Les premiers ouvrages s'appellent Les Effaçages, c'est l'époque de mes débuts entre 1975 et 1978, je viens de terminer mes études aux Beaux-Arts de Lyon (1970-1971) puis aux Beaux-Arts de Paris (1972-1976).

Les Effaçages sont des superpositions de corps dessinés à l'encre sur papier à chaque couche lavés à grande eau puis recommencés. C'est l'image des générations humaines et de leurs traces effacées additionnées. C'est aussi le début de la notion de processus dans les méthodes de constructions de tout mon travail. J'y pose aussi pour la première fois la question de l'original et de sa copie dans des installations environnementales mêlant pratiques artisanales et leurs reproductions agrandies par diapositives et photocopies.

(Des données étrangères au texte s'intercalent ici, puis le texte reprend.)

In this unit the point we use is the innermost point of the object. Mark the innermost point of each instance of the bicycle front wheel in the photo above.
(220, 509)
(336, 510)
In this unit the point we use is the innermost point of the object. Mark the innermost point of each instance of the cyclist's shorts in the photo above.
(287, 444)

Dans cet esprit je réalise en 1976 la pièce sonore "3mn", une musique sur bande obtenue en enregistrant de très brefs instants de sons divers dont les débuts et les fins sont effacés pour les juxtaposer. On obtient alors un effet de nappe sonore sans début ni fin dont aucun moment n'est peut-être plus intéressant qu'un autre. Cette oeuvre, aujourd'hui perdue, reste la 1° oeuvre au départ de tout le travail qui suivra même si on ne peut plus l'écouter maintenant.

Automne 1978, aveugle pendant un mois, les images s'effacent, retour progressif de la vue en 3 mois, une expérience déterminante, faut-il le souligner, du repli de soi pour voir le monde

Puis ce sont Les Espaçages en 1979, l'époque où je découvre plus ou moins consciemment tout ce que je vais développer par la suite, la question de l'espace et de son infini plein d'un tout en même temps sur ce fond d'ouverture enthousiaste à l'infinité des possibles.

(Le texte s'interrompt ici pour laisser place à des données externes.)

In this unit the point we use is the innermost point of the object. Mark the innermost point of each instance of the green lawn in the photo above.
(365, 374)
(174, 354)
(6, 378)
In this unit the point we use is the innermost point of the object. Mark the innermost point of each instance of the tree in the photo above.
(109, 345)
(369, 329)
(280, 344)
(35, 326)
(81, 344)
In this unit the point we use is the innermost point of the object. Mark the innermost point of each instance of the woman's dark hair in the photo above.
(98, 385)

Les Espaçages sont des moments additionnés de libres interventions graphiques en divers endroits de grands panneaux verticaux présentés seuls ou bien ensemble, un peu comme les rochers dans le vide des jardins Zen.

Entre 1979 et 1982 Les Canevassages marquent une époque charnière qui sera décisive, c'est là que s'impose à moi la nécessité de la méthode pour avancer tranquille et léger dans la réalisation de mes ouvrages : des bandes et des morceaux découpés dans différents tissus rouges et dans des restes de la série précédente sont tissés par collage sur de très grandes surfaces de plusieurs mètres en panneaux mobiles interchangeables dans l'ordre et le sens.

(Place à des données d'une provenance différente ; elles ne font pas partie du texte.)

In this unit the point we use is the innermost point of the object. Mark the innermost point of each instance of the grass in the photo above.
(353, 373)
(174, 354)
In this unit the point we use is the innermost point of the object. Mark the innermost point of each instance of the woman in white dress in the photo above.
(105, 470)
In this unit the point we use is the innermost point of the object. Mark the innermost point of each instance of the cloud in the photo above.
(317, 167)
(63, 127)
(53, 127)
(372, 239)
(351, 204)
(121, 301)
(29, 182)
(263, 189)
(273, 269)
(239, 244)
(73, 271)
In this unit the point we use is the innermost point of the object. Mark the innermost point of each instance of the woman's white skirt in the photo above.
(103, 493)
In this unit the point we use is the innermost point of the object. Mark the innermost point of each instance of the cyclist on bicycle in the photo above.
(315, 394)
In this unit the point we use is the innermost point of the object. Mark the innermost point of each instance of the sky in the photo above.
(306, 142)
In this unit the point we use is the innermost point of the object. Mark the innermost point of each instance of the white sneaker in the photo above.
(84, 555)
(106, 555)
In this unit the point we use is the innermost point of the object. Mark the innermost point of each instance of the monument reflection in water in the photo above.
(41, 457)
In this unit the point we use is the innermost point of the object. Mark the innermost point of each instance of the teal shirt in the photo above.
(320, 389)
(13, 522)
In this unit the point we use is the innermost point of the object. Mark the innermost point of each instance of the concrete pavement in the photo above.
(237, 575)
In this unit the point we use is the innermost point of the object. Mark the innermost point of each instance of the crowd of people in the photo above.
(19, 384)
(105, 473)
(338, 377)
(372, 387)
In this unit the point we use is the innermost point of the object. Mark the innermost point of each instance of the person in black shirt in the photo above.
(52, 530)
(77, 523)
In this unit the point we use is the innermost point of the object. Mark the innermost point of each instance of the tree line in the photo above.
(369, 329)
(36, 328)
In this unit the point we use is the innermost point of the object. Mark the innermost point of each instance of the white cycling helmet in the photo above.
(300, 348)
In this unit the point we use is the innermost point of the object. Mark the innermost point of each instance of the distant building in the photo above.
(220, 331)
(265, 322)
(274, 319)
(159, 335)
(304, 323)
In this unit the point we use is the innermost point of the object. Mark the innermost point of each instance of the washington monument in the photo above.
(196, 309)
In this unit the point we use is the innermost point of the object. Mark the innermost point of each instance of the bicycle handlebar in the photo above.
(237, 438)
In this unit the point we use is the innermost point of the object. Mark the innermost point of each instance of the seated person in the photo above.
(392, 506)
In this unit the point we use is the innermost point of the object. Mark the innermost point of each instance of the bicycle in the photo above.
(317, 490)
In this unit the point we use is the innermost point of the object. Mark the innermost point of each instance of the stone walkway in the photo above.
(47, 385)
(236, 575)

C'est aussi le moment où j'imagine et dessine en 1979 et 1980 des projets d'oeuvres par satellites regroupant en un seul endroit les morceaux d'une oeuvre éparpillés en plusieurs autres endroits sur le globe entier. Je suis alors complètement impliqué dans la vision d'un monde mosaïqué, c'est juste un regard, juste une question de points de vue pour savoir le voir. 28 ans plus tard, en 2008, l'esprit de ce travail est repris dans l'oeuvre planétaire Walker in the Universe, a global Work grâce aux possibilités d'échanges par internet.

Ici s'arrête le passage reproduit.